Our devotion for the Third Sunday after the Epiphany focuses on the reading from Jonah and comes from LifeLight: Obadiah/Jonah/Micah—Leaders Guide.
Jonah 3:1–5, 10
1 Corinthians 7:29–35
Read the propers for today on lutherancalendar.org.
Like Jonah, we can be reluctant and unwilling to extend God’s love and forgiveness to our neighbors who sin against us. We are all too easily tempted to hold grudges or seek revenge rather than share the saving message of the Gospel. Yet the Word of the Lord works in even the hardest of hearts, bringing us to repentance in order that more and more might be saved and come to the knowledge of the truth.
(V. 1) “The word of the LORD came to Jonah.” But notice that this time the passage begins with “Then” instead of “Now,” while adding, “the second time.” God is starting over with Jonah by starting in the same way. Everything Jonah did before this didn’t change a thing. God still wanted him at Nineveh; the job was the same. On the one hand, this may seem frustrating. On the other hand, we all love a do-over, a fresh chance for success. Seeing God do just that for Jonah should teach us something about our moments of failure, our place in God’s grand plan. He still calls us. He still uses us for His purposes. The text goes on to repeat God’s command, (v. 2) “Arise, go to Nineveh, that great city.” God’s commission remained the same. What changed was Jonah’s response. This time, instead of reading (1:3) “But Jonah rose to flee,” we read, (3:3) “So Jonah arose and went to Nineveh.” He picked himself up off the beach, since now he had come to realize that one cannot undo God’s plans.

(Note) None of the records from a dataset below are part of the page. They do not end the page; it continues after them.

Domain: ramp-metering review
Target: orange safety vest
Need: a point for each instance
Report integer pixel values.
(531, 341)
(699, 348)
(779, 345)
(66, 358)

As will soon become evident, however, Jonah remained an unwilling missionary (ch. 4)—if not in his actions, at least in his attitude. He carried out his mission, but not with hopes of accomplishing it. So Jonah proclaimed to the city, (3:4) “Yet forty days, and Nineveh shall be overthrown!” No doubt this is but a summary of his message. Yet even in this brief synopsis, we see both Law—“shall be overthrown”—and Gospel—“forty days.” God was giving the city a time of grace, a time to turn.
As was the case with the sailors, Jonah’s preaching bore surprising fruit: (v. 5) “And the people of Nineveh believed God.” The Word of God is powerful in and of itself; it does not depend on the attitude or motivation of the people who proclaim it. . . . How reassuring it is to know that the effectiveness of the Word does not depend on the perfection of the messenger! The power of God’s Word comes from the holy and omnipotent God and not from the person delivering the message. . . .
Of course, we want to have a willing and ready heart when it comes to doing the Lord’s work. And how do we get that? Through that very same Word! Jonah had seemed to forget that the word he preached to others—repentance—also applied to himself. Can that happen to us? Yes, it can. That’s why we need to apply God’s Word to ourselves as well as share it with others.
The text in Jonah 3 makes a point of the greatness of ancient Nineveh, (v. 3) “an exceedingly great city, three days journey in breadth.” Its population has been estimated as perhaps half a million people. But the expression “exceedingly great” may well suggest more than size, as it can also be rendered “important to God.” Nineveh was a great city both in size and in the eyes of God. Although filled with idolaters, Nineveh mattered to the Lord, for God is “not wishing that any should perish, but that all should reach repentance” (2 Peter 3:9). God desires to reach out to all with the message of salvation.